[ニューヨーク 30日 ロイター] - 終盤のニューヨーク外為市場ではドルが下落。前週に週間で年初来の大幅な伸びを記録するなか、利食い売りが出たほか、ロシア疑惑を巡り関係者2人が起訴されたことで警戒感が広がった。

モラー米連邦特別検察官の事務所は30日、ロシアによる2016年の米大統領選干渉疑惑を巡り、トランプ陣営の選挙対策本部長を務めたポール・マナフォート氏ら2人が大陪審によって起訴された、と明らかにした。

みずほコーポレート銀行のストラテジストは「報道された時点でドルは値下がりしなかったが、現在の流れに対して警戒感が強まっている」と語った。

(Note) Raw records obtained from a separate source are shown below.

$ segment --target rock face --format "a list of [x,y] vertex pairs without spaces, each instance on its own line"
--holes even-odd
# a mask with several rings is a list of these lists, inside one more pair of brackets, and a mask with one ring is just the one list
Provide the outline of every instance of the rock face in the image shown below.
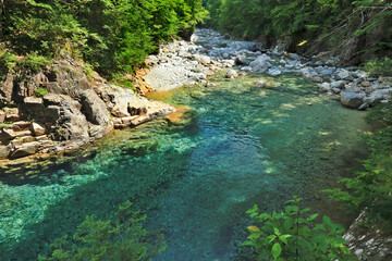
[[[14,122],[0,129],[0,159],[76,149],[102,138],[119,121],[121,127],[135,126],[174,111],[131,89],[109,85],[98,74],[88,78],[84,65],[71,58],[35,75],[20,75],[9,74],[0,82],[0,120]],[[35,97],[37,88],[49,94]],[[12,108],[4,108],[5,102]],[[122,121],[132,113],[135,119],[143,114],[143,121]]]

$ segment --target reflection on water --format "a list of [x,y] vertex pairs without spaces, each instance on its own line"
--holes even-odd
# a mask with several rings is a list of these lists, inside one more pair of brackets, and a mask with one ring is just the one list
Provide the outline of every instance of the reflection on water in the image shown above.
[[270,89],[255,88],[257,80],[152,94],[179,112],[118,132],[96,153],[37,178],[3,177],[1,260],[35,260],[85,215],[109,217],[126,199],[163,231],[169,247],[157,260],[233,259],[244,212],[254,203],[278,210],[292,195],[343,221],[319,190],[365,153],[356,139],[364,112],[294,75]]

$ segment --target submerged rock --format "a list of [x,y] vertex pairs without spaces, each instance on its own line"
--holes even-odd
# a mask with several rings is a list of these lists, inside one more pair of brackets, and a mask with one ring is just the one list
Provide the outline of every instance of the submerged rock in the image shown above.
[[264,82],[262,79],[260,79],[260,80],[258,80],[258,82],[256,83],[256,87],[257,87],[257,88],[265,88],[265,87],[267,87],[267,83]]
[[236,78],[238,77],[238,74],[235,70],[229,70],[225,74],[226,78]]
[[343,91],[341,94],[341,102],[350,108],[358,108],[364,103],[364,97],[356,92]]

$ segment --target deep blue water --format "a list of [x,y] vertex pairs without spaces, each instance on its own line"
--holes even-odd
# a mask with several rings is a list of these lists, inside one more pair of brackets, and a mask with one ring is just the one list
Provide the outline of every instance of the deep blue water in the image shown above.
[[270,89],[253,87],[258,79],[155,95],[185,113],[117,132],[39,175],[3,176],[1,260],[36,260],[87,214],[110,217],[127,199],[162,229],[168,249],[156,260],[166,261],[234,260],[245,211],[279,210],[293,195],[346,222],[319,190],[365,153],[364,112],[299,76],[268,78],[280,84]]

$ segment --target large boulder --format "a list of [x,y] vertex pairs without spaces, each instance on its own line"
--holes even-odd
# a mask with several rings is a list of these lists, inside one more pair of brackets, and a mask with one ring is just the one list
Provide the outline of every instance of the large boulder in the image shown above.
[[238,65],[247,64],[246,57],[245,55],[237,55],[235,58],[235,63]]
[[364,97],[356,92],[341,92],[341,102],[350,108],[358,108],[364,103]]
[[39,149],[38,141],[23,144],[21,147],[15,148],[15,150],[11,153],[11,158],[17,159],[17,158],[30,156],[36,153],[38,149]]
[[195,54],[194,58],[195,58],[195,61],[201,63],[203,65],[208,65],[211,63],[211,59],[206,55]]
[[46,129],[38,123],[32,123],[30,130],[35,136],[41,136],[46,133]]
[[249,63],[249,66],[253,67],[253,71],[258,73],[265,73],[271,66],[268,62],[269,58],[266,55],[258,57],[255,61]]
[[338,73],[339,78],[341,79],[345,79],[350,77],[350,72],[347,70],[342,69],[339,73]]
[[278,67],[271,67],[268,70],[268,74],[271,76],[278,76],[282,74],[282,71],[280,71]]
[[329,83],[319,84],[318,87],[323,91],[330,91],[331,90],[331,85]]
[[79,97],[82,112],[90,123],[96,125],[109,124],[110,113],[107,105],[93,89],[83,91]]
[[0,159],[5,159],[11,152],[10,146],[0,145]]
[[392,89],[377,89],[370,96],[365,98],[365,101],[369,104],[375,104],[381,100],[391,100]]
[[257,87],[257,88],[265,88],[265,87],[267,87],[267,83],[264,82],[262,79],[260,79],[260,80],[258,80],[258,82],[256,83],[256,87]]
[[345,82],[344,80],[336,80],[336,82],[332,82],[331,83],[331,88],[336,88],[336,89],[343,89],[345,86]]

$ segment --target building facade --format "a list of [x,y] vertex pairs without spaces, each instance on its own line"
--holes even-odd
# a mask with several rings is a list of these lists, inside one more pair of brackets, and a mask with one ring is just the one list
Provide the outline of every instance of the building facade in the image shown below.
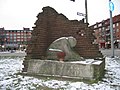
[[[120,14],[114,16],[113,18],[113,37],[115,48],[120,48]],[[111,47],[111,34],[110,34],[110,19],[97,22],[96,24],[90,26],[94,30],[94,35],[96,44],[99,44],[100,48],[110,48]]]
[[30,43],[32,30],[5,30],[0,28],[0,46],[4,48],[19,48]]

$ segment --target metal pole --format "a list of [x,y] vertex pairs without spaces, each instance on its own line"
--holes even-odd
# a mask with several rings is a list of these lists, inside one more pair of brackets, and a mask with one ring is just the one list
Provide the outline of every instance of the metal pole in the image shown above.
[[88,24],[88,11],[87,11],[87,0],[85,0],[85,18],[86,18],[86,23]]
[[[110,2],[111,0],[109,0]],[[112,58],[114,58],[114,38],[113,38],[113,21],[112,21],[112,11],[110,10],[110,32],[111,32],[111,50]]]

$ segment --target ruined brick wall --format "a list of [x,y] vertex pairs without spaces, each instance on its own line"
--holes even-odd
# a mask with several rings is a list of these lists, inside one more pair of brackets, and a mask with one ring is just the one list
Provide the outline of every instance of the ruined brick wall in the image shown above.
[[93,31],[82,21],[68,20],[51,7],[44,7],[33,27],[27,57],[44,58],[48,46],[56,39],[73,36],[77,39],[75,50],[84,58],[102,57],[98,46],[93,44]]

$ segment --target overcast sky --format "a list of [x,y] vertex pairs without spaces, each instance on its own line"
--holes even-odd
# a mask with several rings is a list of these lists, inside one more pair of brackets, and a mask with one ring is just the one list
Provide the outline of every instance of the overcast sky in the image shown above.
[[[87,0],[90,25],[109,18],[109,0]],[[120,0],[112,0],[113,16],[120,14]],[[85,0],[0,0],[0,28],[23,29],[34,26],[36,16],[45,6],[53,7],[70,20],[81,20],[77,12],[85,13]]]

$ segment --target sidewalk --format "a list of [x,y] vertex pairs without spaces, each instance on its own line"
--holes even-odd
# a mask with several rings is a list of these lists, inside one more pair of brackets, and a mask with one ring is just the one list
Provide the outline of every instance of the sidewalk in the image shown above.
[[25,51],[15,51],[11,53],[10,51],[0,52],[0,56],[26,56]]
[[[112,50],[111,49],[100,49],[101,53],[104,56],[112,56]],[[114,49],[114,55],[120,56],[120,49]]]

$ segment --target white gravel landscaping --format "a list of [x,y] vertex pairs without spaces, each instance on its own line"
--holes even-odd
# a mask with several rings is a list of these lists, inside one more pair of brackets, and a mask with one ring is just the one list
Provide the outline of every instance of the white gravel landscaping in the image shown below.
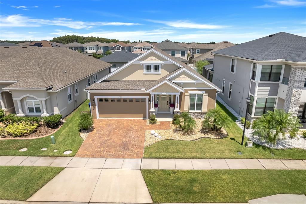
[[[240,128],[243,130],[243,124],[240,121],[236,122],[236,123]],[[252,132],[253,129],[252,128],[246,129],[245,135],[249,140],[259,145],[274,149],[297,148],[306,149],[306,139],[300,135],[298,135],[297,138],[293,139],[289,137],[289,134],[286,134],[285,139],[279,139],[274,145],[266,141],[262,140],[260,136],[254,135]]]

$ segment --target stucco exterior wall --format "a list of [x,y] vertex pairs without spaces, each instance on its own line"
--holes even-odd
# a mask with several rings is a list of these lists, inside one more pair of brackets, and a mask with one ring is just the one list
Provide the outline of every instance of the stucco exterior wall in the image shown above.
[[[238,59],[236,73],[230,72],[231,59],[228,57],[215,55],[214,62],[213,83],[220,89],[223,79],[225,80],[224,94],[219,96],[241,115],[245,115],[246,108],[245,98],[248,96],[252,63],[246,60]],[[228,99],[230,82],[233,84],[231,99]]]

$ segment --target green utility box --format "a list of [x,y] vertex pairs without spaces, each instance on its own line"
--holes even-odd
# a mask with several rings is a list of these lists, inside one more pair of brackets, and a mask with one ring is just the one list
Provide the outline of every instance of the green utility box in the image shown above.
[[253,147],[253,142],[250,140],[247,140],[245,141],[246,147]]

リスク回避の動きから円は値上がり。ドル/円<JPY=>は113.04円と1週間ぶり安値をつけた。ユーロ/ドル<EUR=>は0.25%上昇し、前週末つけた3カ月ぶり安値から値を戻した。

米連邦準備理事会(FRB)議長の後任人事で、パウエルFRB理事が指名されるのではないかとの観測もドルの下押し要因となった。パウエル氏は他の候補として名前が挙がっているテイラー・スタンフォード大教授よりもハト派とみられている。

経済指標では、9月の米個人消費支出が前月比1.0%増と、2009年8月以来8年1カ月ぶりの大幅な伸びとなったが、相場への影響は限定的だった。今週は3日に10月の雇用統計が発表される。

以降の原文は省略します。